BAB V MASA PAJAK, SAAT PAJAK TERUTANG DAN SURAT PEMBERITAHUAN PAJAK DAERAH Pasal 9 Masa Pajak adalah jangka waktu yang lamanya 1 (satu) bulan kalender. Pasal 10 Pajak terutang dalam masa pajak terjadi pada saat transaksi pembayaran dilakukan. Pasal 11 (1)
Setiap wajib pajak mengisi SPTPD.
(2)
SPTPD sebagaimana dimaksud pada ayat (1) harus diisi dengan jelas, benar dan lengkap serta ditanda tangani oleh wajib pajak atau kuasanya.
(3)
SPTPD sebagaimana dimaksud pada ayat (1) harus disampaikan kepada Bupati selambat-lambatnya 15 (lima belas) hari setelah berakhirnya masa pajak.
(4)
Bentuk, isi dan tata cara pengisian SPTPD ditetapkan dengan Peraturan Bupati.
BAB VI…………../7
BAB VI PENETAPAN PAJAK Pasal 12 Wajib Pajak menghitung, memperhitungkan dan menetapkan pajak terutangnya sendiri dengan menggunakan SPTPD sebagaimana dimaksud dalam Pasal 11 ayat (1). Pasal 13 (1)

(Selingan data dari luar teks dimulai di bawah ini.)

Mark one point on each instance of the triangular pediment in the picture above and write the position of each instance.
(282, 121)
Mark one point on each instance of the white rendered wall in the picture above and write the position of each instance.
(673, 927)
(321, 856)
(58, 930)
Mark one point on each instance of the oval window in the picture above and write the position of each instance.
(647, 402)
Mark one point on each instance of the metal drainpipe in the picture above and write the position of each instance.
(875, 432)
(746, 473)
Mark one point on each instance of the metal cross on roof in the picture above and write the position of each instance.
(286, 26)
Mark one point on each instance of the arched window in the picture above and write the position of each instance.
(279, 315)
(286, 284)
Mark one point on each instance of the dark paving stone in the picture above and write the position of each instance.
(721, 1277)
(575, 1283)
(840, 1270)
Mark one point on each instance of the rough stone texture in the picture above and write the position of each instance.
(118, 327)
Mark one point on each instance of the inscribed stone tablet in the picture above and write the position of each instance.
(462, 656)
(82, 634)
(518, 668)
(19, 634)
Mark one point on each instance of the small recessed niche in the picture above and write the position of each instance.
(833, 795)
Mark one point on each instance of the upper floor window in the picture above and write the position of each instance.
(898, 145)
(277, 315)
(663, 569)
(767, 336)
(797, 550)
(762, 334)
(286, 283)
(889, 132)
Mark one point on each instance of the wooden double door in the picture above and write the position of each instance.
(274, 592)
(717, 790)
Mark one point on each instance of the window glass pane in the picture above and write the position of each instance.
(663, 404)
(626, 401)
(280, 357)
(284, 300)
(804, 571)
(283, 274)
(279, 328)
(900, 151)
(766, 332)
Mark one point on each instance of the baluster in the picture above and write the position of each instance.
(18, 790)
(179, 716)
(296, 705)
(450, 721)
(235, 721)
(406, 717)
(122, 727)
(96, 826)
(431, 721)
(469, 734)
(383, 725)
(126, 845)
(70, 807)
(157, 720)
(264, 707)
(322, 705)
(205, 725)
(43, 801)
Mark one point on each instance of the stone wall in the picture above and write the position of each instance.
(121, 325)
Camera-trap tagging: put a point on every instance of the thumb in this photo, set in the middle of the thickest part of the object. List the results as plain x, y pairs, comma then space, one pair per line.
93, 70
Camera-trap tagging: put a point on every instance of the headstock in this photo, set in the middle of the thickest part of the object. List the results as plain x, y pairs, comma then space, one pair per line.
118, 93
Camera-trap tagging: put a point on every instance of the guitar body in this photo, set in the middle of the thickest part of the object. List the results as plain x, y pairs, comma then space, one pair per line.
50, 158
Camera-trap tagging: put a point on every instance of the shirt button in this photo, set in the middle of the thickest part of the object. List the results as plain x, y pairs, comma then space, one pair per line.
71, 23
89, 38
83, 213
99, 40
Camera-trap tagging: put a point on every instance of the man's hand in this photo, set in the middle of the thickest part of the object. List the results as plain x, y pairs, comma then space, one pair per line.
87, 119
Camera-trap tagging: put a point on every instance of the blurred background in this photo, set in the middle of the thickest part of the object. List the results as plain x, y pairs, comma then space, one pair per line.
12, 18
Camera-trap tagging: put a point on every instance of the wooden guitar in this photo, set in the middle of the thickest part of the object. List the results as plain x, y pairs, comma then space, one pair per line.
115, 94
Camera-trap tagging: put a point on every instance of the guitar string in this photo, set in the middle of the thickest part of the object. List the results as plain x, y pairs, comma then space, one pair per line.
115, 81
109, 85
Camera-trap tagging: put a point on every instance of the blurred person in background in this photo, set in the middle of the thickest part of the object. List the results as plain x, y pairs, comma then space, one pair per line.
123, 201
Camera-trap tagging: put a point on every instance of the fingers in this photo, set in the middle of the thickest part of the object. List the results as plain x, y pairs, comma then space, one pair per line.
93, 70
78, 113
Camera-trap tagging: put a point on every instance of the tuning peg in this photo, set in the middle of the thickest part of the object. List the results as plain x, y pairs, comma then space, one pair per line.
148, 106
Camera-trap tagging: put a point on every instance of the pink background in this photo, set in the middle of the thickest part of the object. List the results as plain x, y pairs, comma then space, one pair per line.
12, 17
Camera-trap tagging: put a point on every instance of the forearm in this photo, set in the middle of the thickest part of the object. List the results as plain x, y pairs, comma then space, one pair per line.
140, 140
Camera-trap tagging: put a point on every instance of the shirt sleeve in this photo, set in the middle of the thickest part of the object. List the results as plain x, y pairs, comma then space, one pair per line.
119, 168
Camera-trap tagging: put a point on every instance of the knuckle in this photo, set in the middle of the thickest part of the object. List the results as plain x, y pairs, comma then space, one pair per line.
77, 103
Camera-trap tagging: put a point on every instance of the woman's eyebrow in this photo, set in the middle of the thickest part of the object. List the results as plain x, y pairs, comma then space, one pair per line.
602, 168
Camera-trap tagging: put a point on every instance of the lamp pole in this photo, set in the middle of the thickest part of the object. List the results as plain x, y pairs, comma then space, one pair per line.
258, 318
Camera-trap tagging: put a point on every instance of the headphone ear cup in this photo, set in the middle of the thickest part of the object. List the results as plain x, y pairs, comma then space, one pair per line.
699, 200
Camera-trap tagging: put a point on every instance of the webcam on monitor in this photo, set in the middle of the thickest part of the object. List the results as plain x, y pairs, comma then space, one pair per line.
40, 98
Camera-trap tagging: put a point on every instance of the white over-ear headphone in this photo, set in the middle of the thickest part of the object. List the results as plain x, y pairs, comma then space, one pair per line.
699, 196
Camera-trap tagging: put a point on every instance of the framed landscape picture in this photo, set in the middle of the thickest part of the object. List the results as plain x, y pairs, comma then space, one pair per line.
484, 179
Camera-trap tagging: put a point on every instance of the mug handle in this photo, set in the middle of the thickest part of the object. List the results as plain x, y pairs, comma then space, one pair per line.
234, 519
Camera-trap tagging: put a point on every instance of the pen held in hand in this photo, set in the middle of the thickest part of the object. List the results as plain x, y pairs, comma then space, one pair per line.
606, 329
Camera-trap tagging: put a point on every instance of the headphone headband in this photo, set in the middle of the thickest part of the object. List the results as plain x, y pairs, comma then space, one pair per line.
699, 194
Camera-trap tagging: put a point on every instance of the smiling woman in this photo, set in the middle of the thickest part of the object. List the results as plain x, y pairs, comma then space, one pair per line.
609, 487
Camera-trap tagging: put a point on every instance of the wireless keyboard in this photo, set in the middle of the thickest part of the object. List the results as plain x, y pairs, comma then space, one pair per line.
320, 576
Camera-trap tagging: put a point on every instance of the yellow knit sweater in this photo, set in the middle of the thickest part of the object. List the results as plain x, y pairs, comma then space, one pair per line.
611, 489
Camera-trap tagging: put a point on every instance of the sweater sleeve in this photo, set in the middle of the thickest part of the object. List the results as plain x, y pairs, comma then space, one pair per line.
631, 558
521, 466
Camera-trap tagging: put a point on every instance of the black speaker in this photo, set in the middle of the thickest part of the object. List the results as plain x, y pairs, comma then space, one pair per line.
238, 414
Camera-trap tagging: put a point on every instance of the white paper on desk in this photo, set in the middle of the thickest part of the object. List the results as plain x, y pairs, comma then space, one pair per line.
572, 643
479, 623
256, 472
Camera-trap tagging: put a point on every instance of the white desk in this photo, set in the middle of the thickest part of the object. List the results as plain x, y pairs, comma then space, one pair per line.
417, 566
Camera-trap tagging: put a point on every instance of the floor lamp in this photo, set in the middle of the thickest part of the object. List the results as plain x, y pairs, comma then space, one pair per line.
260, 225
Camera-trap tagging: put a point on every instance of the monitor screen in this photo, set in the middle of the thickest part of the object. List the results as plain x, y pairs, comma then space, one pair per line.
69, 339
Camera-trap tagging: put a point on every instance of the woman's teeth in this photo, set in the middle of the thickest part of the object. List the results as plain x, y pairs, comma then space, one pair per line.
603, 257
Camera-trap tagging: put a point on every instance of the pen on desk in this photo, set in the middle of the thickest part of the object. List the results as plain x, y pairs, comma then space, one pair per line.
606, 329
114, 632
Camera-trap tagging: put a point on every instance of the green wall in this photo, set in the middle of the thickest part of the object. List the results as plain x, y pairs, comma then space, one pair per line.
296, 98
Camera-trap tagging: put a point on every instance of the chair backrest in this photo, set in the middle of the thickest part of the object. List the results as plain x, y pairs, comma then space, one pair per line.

Dalam jangka waktu 5 (lima) tahun sesudah saat terutangnya pajak, Bupati dapat menerbitkan: a. SKPDKB dalam hal: 1. Jika berdasarkan hasil pemeriksaan atau keterangan lain, pajak yang terutang tidak atau kurang dibayar. 2. Jika SPTPD tidak disampaikan kepada Bupati dalam jangka waktu tertentu dan setelah ditegur secara tertulis tidak disampaikan pada waktunya sebagaimana ditentukan dalam surat teguran. 3. Jika kewajiban mengisi SPTPD tidak dipenuhi, pajak yang terutang dihitung secara jabatan. b. SKPDKBT jika ditemukan data baru dan/atau data yang semula belum terungkap yang menyebabkan penambahan jumlah pajak yang terutang. c. SKPDN jika jumlah pajak yang terutang sama besarnya dengan jumlah kredit pajak atau pajak tidak terutang dan tidak ada kredit pajak.
(2)
Jumlah kekurangan pajak yang terutang dalam SKPDKB sebagaimana dimaksud pada ayat (1) huruf a angka 1) dan angka 2) dikenakan sanksi administratif berupa bunga sebesar 2% (dua persen) sebulan dihitung dari pajak yang kurang atau terlambat dibayar untuk jangka waktu paling lama 24 (dua puluh empat) bulan dihitung sejak saat terutangnya pajak.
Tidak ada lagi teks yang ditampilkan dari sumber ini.